Cloud computing is the practice of using a network of remote servers hosted on the Internet to store, manage, and process data, rather than a local server or a personal computer. Take the New York Times, for example. Without using a byte of its own processing power, the newspaper company was able to provide free, fully searchable access to more than 15 million articles from 1851-1922. Instead of using their own data, The Times was able to outsource and store their data by renting storage space from Amazon. As Derek Gottfrid, New York Times senior software architect, says it best “if we had to do it internally, we probably wouldn’t have done it.” Not only does this save space and cut costs, but like Gottfrid said, it also makes things possible. Check out the video below on the potential and promising future of cloud computing:
The article Active in Cloud, Amazon Reshapes Computing, provides us with present day applications of how this technology is being used to benefit companies. One example that really struck me was a start-up company by the name of Climate Corporation. See what they do in this video:
One aspect of the company that is continuously mentioned is its immense amount of data. The near 10,000 simulations of the next two years’ weather that they perform for more than one million location in the US would be impossible to carry out without making a major investment in computers. And because it is such a major investment, this start-up company would not have been able to handle the costs. As a result, they turned to Amazon Web Services (AWS) and rented data storage and computer server time for significantly less money. Without it, Climate Corporation may not be able to assist thousands of farmers across the nation like it does today.
The article Active in Cloud, Amazon Reshapes Computing may, at first glance, give the readers a bug-free representation, but it fails to mention downfalls such as AWS outages. On techspot.com there was an article describing a recent outage that AWS had, resulting in several of today’s popular web destinations and services including Netflix, Reddit, and Pinterest. Although the outage only lasted for a few hours, it still resulted in these websites and services being shut down, frustrating their customers. It may not seem significant, but as an owner of Netflix, for example, it should be concerning, as a frustrated customer might go in search of another service.
More severely, I found an instance described on businessinsider.com where AWS had a more severe crash. This time, an AWS customer, Chartbeat, lost approximately 11 hours of historical data that was not recoverable as a result of the outage. Although they may have saved money by using AWS, there is no saving the data they lost, as this is the risk a customer has to take.

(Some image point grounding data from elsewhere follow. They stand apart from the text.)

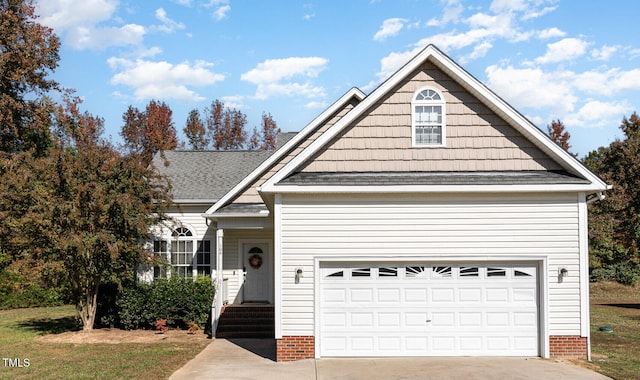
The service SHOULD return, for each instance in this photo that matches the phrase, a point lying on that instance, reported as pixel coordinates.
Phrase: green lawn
(616, 354)
(20, 329)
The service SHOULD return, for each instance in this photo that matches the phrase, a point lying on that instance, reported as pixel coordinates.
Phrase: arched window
(182, 252)
(187, 255)
(428, 118)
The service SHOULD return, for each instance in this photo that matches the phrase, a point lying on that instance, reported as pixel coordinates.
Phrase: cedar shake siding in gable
(476, 138)
(250, 195)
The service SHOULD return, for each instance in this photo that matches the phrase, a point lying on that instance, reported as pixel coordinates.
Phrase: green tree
(559, 135)
(614, 225)
(28, 54)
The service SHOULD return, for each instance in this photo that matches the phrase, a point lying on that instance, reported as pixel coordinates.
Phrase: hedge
(139, 305)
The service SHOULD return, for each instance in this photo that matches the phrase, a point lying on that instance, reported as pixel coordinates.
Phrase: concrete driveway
(255, 359)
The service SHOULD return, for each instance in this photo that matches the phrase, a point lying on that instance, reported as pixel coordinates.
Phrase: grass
(616, 354)
(20, 329)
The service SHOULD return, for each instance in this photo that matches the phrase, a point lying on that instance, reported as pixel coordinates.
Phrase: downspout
(598, 197)
(216, 307)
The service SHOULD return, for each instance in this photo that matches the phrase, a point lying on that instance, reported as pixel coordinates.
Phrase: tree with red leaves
(265, 139)
(28, 54)
(146, 133)
(225, 127)
(559, 135)
(195, 131)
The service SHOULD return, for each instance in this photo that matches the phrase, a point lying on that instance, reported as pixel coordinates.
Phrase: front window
(428, 118)
(188, 257)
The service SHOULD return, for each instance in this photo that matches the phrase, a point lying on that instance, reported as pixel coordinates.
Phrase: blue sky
(577, 61)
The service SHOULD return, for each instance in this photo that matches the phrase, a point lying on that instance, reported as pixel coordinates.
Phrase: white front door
(257, 270)
(426, 309)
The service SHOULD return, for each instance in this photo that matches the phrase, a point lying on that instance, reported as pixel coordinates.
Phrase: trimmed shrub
(140, 305)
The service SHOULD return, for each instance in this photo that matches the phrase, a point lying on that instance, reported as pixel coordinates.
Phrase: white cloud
(317, 105)
(64, 15)
(220, 12)
(538, 13)
(596, 113)
(452, 11)
(607, 83)
(391, 63)
(77, 22)
(533, 88)
(563, 50)
(604, 53)
(168, 25)
(390, 28)
(551, 33)
(502, 6)
(478, 51)
(274, 77)
(163, 80)
(234, 101)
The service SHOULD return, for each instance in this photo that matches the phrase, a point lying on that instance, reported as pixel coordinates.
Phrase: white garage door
(422, 309)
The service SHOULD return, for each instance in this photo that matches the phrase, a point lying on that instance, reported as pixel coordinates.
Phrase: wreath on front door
(255, 261)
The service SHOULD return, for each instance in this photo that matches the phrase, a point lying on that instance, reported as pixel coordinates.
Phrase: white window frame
(427, 102)
(184, 237)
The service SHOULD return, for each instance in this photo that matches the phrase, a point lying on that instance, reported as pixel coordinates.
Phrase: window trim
(441, 103)
(176, 235)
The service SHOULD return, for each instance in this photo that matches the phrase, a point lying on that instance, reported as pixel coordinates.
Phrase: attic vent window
(428, 118)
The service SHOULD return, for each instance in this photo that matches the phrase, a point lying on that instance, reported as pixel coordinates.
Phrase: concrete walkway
(253, 359)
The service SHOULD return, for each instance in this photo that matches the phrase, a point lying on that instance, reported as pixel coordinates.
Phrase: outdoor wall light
(298, 275)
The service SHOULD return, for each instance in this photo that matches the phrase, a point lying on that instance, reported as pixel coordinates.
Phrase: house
(428, 218)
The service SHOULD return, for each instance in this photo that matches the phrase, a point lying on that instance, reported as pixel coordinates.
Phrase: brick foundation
(574, 347)
(291, 348)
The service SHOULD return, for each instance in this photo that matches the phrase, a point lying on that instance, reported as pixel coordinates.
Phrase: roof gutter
(596, 197)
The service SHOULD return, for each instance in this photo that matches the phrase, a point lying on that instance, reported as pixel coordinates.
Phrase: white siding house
(426, 218)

In conclusion, when we discuss cloud computing, it comes down to cutting costs versus security. As you can see with Climate Corporation, AWS saved them a significant amount of money whereas Chartbeat, who took the same approach, ended up permanently losing data as a result of an outage. Although the risk of losing data is low, it is evident that Amazon fails to properly back up data, no matter what they tell their customers. For this reason, the future for services like AWS is promising, but still a bit cloudy at this point.